The examples given on the official docs page did not help with this issue, I found that I was experimenting until I was able to get this working. I copied the examples and they failed for this particular scenario.

SSH Public Key Authentication via OpenLDAP on RHEL/CentOS 6.x

With the release of RHEL/CentOS 6.x there are some changes to the way clients authenticate using public keys over SSH with keys stored in OpenLDAP. I was able to get this working with the following modifications.

Pre-requisites:
* RHEL / CentOS 6.x
* openssh-ldap

Setup the sshd_config by setting up the AuthorizedKeysCommand. This will execute the ssh-ldap-wrapper and output the users public key:

AuthorizedKeysCommand /usr/libexec/openssh/ssh-ldap-wrapper

Next, ensure a proper ldap.conf in /etc/ssh — be sure to setup the appropriate level of TLS security to suite your environment:

ldap_version 3
bind_policy soft

binddn cn=readonly,ou=people,dc=example,dc=com
bindpw secret

ssl no
ssl start_tls
tls_reqcert never
tls_cacertdir /etc/openldap/cacerts

host 10.x.x.x
port 389
base dc=example,dc=com

If the LDAP server is setup with the proper schema and contains public keys, this configuration should work.

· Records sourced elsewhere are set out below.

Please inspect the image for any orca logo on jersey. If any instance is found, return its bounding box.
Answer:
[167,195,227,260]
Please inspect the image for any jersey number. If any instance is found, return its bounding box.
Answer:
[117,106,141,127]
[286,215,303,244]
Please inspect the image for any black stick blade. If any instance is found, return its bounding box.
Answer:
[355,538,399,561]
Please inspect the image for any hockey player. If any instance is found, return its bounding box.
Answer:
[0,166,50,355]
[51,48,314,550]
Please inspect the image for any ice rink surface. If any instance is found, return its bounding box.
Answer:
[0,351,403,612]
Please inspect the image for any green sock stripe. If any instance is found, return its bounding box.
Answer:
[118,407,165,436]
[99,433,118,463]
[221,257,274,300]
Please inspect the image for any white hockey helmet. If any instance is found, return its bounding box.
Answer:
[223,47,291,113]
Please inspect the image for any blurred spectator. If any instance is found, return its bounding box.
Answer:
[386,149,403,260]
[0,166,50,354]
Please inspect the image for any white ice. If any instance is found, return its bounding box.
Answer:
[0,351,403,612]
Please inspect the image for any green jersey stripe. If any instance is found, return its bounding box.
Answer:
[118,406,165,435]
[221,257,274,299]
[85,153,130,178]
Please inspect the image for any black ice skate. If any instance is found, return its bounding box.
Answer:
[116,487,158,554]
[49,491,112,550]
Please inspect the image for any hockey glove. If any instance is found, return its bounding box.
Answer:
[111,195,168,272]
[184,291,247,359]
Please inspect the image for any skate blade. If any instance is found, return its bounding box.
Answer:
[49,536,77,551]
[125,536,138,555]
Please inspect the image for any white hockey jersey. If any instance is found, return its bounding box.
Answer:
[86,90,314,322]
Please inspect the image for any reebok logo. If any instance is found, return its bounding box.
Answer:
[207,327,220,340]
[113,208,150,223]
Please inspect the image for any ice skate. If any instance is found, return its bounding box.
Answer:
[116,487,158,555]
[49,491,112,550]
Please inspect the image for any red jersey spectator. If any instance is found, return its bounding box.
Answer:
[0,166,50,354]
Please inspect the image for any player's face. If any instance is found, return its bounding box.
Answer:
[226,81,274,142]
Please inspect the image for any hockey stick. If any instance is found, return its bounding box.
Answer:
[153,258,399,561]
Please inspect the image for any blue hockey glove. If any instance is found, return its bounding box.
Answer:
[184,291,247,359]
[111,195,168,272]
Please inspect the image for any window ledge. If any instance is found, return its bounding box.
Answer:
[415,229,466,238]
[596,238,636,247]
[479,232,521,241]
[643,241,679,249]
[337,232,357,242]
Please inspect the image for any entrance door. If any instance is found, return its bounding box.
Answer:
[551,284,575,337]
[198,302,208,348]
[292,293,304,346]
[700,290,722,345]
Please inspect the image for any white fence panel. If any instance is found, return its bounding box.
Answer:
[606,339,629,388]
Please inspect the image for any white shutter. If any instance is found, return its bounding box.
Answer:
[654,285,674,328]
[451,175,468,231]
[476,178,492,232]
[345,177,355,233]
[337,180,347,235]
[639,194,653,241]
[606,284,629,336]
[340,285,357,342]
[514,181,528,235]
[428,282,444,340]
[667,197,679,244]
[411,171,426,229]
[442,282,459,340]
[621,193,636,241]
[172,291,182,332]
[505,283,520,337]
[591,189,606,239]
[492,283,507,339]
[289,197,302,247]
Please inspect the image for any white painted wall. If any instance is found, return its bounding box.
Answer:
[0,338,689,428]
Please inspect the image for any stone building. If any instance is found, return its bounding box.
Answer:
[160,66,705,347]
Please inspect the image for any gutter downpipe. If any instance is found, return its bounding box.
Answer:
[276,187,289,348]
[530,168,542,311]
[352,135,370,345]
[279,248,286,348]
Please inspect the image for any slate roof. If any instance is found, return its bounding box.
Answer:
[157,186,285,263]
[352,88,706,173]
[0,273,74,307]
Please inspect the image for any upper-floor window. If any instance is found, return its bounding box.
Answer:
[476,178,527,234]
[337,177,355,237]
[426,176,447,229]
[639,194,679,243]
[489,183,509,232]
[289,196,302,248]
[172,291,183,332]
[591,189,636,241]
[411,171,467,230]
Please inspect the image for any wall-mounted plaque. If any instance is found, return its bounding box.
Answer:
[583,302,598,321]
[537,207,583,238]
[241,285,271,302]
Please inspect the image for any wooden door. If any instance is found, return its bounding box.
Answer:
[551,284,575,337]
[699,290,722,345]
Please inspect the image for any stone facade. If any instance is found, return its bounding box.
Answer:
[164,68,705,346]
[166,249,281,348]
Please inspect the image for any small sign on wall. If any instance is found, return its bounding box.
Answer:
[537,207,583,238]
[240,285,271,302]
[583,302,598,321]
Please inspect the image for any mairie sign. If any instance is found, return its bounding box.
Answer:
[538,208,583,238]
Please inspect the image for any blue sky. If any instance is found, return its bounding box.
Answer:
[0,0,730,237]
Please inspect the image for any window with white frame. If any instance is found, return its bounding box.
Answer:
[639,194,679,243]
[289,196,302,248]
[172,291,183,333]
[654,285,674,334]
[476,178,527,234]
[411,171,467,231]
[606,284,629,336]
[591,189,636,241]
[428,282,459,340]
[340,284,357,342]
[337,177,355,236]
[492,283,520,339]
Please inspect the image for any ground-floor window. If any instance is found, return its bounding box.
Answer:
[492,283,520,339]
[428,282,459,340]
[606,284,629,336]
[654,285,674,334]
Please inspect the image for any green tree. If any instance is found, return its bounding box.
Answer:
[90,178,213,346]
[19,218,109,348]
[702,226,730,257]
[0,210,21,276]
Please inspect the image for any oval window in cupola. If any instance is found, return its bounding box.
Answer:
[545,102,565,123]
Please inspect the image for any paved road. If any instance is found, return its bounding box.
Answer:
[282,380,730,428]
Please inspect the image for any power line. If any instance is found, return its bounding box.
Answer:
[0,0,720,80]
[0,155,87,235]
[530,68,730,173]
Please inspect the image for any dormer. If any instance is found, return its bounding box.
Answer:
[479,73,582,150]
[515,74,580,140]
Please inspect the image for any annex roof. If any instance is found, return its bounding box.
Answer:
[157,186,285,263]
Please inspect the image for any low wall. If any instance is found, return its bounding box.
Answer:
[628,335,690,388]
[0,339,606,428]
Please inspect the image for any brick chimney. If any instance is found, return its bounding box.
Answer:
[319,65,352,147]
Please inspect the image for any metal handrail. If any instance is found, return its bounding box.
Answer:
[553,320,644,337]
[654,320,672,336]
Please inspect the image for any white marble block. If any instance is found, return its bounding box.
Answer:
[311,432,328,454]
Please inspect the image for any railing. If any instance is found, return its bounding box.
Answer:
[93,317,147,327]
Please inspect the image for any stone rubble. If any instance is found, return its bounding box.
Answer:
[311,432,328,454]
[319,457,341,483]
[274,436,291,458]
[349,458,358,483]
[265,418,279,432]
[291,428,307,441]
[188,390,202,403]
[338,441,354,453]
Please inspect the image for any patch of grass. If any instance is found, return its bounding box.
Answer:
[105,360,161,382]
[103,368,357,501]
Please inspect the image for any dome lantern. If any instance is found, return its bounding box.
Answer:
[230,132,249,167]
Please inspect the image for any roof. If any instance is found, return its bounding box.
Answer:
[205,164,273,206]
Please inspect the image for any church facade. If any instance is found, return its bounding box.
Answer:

For more information on how to setup the schema and insert public keys, review the documents here but be sure to note that things have changed with client configuration.

DNS Vulnerability

Tuesday a vulnerability was made public which affects all users of the DNS system. The vulnerability was discovered by Dan Kaminsky, a prominent researcher in the area of DNS, who organized a mass patch release by major vendors to prevent delays between the vulnerability becoming public and the patch being released.

http://doxpara.com/

This is a critical fix that should be applied ASAP to all DNS servers, regardless of vendor.